SEBASTIÃO SALGADO (1944-2025)
- Cristina Comelli
- 24 mag
- Tempo di lettura: 2 min
di Roberto Mutti

Quella piccola Leica che si era ritrovata fra le mani gliela aveva passata la compagna di una vita, la moglie Lelia. Che cosa doveva farsene quel giovane talentuoso economista già proiettato in un futuro in qualche organizzazione internazionale? Spesso la storia appare nei suoi aspetti più sconvolgenti ma, siccome la vita è dialettica, talvolta tutto si trasforma mostrando là in fondo al tunnel una intensa luce.
Così l’avvento della feroce dittatura nel suo Brasile lo spinse alla militanza nella sinistra ma anche a spostarsi in Europa e a usare la fotocamera come un’arma per raccontare la realtà. Nel 1974 scoppia in Portogallo la “rivoluzione dei garofani”: Sebastião e Lelia raggiungono in auto il paese per documentare la caduta di uno degli ultimi regimi fascisti. Ora la fotografia è finalmente la strada in cui Salgado crede e i risultati dei suoi reportage lo confermano: le sue prime fotografie che in tutto il mondo si vedono sono quelle dell’attentato a Ronald Reagan avventurosamente da lui scattate ma sapete com’è tutti guardano l’immagine ma non la firma di chi l’ha realizzata.

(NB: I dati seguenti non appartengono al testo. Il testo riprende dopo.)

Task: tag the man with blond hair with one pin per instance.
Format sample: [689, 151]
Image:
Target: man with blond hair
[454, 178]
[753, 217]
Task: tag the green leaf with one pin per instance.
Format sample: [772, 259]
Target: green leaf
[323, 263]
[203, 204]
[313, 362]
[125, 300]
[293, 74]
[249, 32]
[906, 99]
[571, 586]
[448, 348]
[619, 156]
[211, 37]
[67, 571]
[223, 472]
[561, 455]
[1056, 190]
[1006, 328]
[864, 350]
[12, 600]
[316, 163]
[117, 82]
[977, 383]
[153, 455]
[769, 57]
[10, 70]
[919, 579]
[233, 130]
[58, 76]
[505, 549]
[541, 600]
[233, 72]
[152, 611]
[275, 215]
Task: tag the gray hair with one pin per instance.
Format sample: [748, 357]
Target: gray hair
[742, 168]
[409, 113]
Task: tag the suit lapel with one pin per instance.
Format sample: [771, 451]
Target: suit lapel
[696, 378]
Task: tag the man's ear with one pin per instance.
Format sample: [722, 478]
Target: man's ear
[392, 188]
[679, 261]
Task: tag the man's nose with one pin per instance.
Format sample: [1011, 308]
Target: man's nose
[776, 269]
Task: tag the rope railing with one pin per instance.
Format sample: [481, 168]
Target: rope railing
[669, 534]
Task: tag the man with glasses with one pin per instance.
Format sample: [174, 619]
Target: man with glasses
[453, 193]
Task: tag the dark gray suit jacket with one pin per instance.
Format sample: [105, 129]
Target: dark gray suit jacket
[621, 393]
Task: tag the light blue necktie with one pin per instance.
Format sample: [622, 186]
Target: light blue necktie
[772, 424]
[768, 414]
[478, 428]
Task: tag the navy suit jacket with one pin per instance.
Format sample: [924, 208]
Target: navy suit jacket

Tutto cambia quando esce sui giornali e i periodici di tutto il mondo un reportage che racconta qualcosa di sconosciuto, quanto succedeva a Sierra Pelada, una miniera a cielo aperto dove lavoravano alla ricerca dell’oro migliaia di persone in un paesaggio paragonabile all’inferno dantesco. Le tante riprese scattate in uno straordinario bianconero vivendo fra queste persone che non erano schiavizzate anche se lo sembravano furono una rivelazione: era nato un grande fotografo che però poteva contare su quella formazione da economista che gli faceva comprendere a fondo le dinamiche del lavoro. Già perché quelle immagini erano parte di una più ampia ricerca (“La mano dell’uomo” era il bellissimo titolo da lui scelto) con cui rispondeva a quanti dicevano che ormai il lavoro manuale era stato sostituito dalla meccanizzazione mostrando da vicino i segni della fatica, proprio come aveva fatto Lewis Hine – che non era un economista ma un sociologo – per raccontare quella negli anni della rivoluzione industriale.
Come capita sempre a chi fa questo mestiere, da allora Salgado ha girato il mondo osservandone gli aspetti più crudeli da cui ha tratto immagini di grande intensità passando dagli esiti della Guerra del Golfo alla documentazione degli esodi di intere popolazioni. Poi, dopo quanto visto in Ruanda, decide che, se vuole non perdere definitivamente la fiducia nell’uomo, deve spostare il suo sguardo sulla natura con grandi, complessi e affascinanti lavori dome “Genesi” e “Amazȏnia”. Ne nascono libri e mostre di grande fascino ma, siccome il successo non lo si perdona a nessuno, ecco che circola la più inconsistente delle accuse, quella di produrre immagini estetizzanti. Sono, invece, affascinanti e spettacolari come la natura sa esserlo: per il grande fotografo brasiliano non sono fine a sé stesse ma servono a responsabilizzarci. Chi si ferma di fronte alla indubbia bellezza di quelle riprese crede che quello di Salgado sia un messaggio in fin dei conti tranquillizzante e, invece, per lui era il contrario perché non era convinto che il mondo stesse per sparire ma che lo fosse il genere umano.